Hannah frowns. ‘What d’you mean, Josh?’
He flares his nostrils at her, like a horse. ‘You said you don’t follow a religion. Like you’d say you follow Chelsea but you don’t follow Spurs. Like religion’s a football team.’ He sniggers and clamps his mouth shut like a trap.
‘Oh, right!’ She laughs a little too heartily. ‘Well, what I mean is that I don’t support – I mean practise – any particular religion.’ As Josh blinks slowly, waiting for her to dig herself into an even deeper hole, Hannah wonders if this is how it’ll be when she’s Ryan’s wife, and their stepmother. Like being sandwiched between a Gestapo interrogator and a belligerent English teacher who ticks her off for using an ill-chosen verb.
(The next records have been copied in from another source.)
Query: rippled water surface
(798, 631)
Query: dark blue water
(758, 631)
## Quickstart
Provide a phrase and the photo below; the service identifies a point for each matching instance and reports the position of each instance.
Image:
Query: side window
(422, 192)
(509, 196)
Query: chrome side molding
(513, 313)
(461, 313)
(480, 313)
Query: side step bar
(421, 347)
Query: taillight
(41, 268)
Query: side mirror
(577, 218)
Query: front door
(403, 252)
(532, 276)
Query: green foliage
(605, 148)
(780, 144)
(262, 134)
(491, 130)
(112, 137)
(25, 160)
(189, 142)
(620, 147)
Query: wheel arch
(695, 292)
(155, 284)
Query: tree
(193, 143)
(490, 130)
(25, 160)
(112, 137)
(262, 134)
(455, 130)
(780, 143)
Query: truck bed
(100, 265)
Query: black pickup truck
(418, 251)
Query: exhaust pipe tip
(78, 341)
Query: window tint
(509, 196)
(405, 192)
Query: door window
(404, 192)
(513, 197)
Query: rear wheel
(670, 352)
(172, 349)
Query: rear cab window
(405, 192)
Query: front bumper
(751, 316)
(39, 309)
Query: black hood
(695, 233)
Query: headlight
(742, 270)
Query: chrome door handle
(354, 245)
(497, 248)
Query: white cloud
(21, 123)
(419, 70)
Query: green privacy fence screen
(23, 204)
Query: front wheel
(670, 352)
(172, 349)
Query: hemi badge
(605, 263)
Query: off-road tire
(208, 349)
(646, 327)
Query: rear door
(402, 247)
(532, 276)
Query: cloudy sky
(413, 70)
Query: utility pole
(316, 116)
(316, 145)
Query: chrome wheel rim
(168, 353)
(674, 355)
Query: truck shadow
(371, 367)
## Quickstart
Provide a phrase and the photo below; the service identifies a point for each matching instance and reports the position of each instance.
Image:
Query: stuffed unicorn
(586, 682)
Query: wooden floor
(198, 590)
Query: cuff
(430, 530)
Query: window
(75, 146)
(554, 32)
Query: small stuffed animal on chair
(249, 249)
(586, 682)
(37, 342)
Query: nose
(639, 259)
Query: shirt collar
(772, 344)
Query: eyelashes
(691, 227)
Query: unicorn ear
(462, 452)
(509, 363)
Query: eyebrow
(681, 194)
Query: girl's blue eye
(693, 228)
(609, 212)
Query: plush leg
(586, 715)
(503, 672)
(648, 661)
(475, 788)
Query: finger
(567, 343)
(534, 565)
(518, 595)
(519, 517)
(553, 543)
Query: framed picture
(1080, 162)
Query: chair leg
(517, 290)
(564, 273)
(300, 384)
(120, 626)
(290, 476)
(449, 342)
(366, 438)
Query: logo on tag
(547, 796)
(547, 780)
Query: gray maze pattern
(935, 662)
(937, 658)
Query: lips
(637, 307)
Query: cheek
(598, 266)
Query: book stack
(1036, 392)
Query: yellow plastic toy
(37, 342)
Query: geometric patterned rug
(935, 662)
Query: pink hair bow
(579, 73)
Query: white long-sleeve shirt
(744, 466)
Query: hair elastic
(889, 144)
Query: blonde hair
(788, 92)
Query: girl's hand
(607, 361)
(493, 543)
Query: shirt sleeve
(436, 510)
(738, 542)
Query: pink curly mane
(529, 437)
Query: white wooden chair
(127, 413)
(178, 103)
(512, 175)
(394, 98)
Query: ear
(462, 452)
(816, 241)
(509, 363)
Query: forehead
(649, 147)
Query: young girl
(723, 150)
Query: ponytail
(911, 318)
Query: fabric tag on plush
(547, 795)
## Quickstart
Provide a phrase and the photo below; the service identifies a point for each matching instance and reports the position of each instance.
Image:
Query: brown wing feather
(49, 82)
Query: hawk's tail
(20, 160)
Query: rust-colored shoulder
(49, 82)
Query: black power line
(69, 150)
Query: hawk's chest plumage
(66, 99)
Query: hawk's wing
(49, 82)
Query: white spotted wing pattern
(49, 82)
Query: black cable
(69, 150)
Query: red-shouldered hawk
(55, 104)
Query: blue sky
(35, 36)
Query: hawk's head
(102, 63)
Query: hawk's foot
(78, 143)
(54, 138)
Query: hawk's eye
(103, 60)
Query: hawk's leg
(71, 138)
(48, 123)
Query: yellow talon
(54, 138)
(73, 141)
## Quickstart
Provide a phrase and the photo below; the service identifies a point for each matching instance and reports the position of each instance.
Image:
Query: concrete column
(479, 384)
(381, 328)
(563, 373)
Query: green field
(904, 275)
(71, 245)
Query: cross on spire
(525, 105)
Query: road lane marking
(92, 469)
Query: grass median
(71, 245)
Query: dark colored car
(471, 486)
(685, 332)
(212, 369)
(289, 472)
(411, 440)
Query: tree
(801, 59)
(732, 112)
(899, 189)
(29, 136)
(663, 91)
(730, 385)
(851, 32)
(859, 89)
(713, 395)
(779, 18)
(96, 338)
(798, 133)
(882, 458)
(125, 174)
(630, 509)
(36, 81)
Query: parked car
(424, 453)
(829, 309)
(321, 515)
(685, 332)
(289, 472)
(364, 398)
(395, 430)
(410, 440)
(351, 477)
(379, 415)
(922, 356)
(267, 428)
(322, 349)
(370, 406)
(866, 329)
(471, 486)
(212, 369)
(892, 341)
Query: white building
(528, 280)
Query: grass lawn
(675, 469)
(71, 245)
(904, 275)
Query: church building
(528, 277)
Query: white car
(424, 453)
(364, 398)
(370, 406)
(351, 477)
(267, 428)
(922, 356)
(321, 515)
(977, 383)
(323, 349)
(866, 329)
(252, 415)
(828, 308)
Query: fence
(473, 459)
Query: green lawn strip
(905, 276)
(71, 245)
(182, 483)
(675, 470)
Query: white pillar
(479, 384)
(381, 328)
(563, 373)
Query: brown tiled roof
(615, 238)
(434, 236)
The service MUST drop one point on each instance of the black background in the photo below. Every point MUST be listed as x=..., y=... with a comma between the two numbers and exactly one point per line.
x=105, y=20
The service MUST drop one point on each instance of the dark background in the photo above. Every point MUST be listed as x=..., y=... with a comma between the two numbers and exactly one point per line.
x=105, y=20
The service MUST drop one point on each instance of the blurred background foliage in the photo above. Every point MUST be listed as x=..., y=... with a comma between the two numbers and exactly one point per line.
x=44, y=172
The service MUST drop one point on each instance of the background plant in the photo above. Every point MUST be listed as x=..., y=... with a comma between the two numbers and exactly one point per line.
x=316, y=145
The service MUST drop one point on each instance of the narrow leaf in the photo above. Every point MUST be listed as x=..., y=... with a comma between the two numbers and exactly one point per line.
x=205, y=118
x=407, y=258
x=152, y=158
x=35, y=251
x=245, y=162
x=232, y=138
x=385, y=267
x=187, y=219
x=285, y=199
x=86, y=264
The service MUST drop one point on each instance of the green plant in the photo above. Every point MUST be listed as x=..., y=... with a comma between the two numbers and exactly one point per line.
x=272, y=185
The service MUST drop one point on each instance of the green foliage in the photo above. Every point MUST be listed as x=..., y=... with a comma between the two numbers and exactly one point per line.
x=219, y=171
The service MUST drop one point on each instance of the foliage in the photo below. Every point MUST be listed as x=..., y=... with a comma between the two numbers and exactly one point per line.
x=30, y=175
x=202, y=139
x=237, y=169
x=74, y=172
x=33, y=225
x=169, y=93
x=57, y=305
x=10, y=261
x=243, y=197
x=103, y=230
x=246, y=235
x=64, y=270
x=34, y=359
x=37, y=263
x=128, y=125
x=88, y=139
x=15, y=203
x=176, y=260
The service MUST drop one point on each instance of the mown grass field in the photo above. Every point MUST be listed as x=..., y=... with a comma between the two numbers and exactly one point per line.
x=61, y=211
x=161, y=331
Christ-on-a-sodding-bike. She has a sudden urge to shriek, Okay! We’re not getting married in church because your dad was married before, as you both know, a fact I’ve avoided mentioning because I’m trying to be nice. And actually, while we’re on the subject of marriage, why don’t we just forget the whole business and carry on living together? It was your dad’s idea in the first place, you know. Getting married, I mean. Because he loves me. Yes, I know you might find the idea completely repulsive, and God knows, his feelings might waver a bit when he sets eyes on my cauliflower nurse dress. But still …
‘What were you saying, Daisy?’ Ryan asks, emerging from the utility room with a bundle of sports kits.
‘We were just talking about the wedding, Dad,’ Daisy says pleasantly.
‘Oh, right.’ Ryan smiles at Hannah, his eyes meeting hers, making her stomach flip as it always does when he looks at her like that. ‘Well,’ he adds, turning to Josh, ‘speaking of the wedding, we should all go shopping next weekend and pick you both something to wear.’
‘But it’s ages away,’ Josh replies. ‘It’s weeks.’
‘Yes, I know there’s still six weeks to go. But you’ll be at Mum’s the next three, and then we’ll be cutting it fine, really, to get things organised …’
‘Eddie’s birthday’s on Saturday,’ Josh mumbles. ‘We’re going bowling.’
‘Oh,’ Ryan says. ‘Right. Well, that’s nice. Maybe we could do it on Sunday instead.’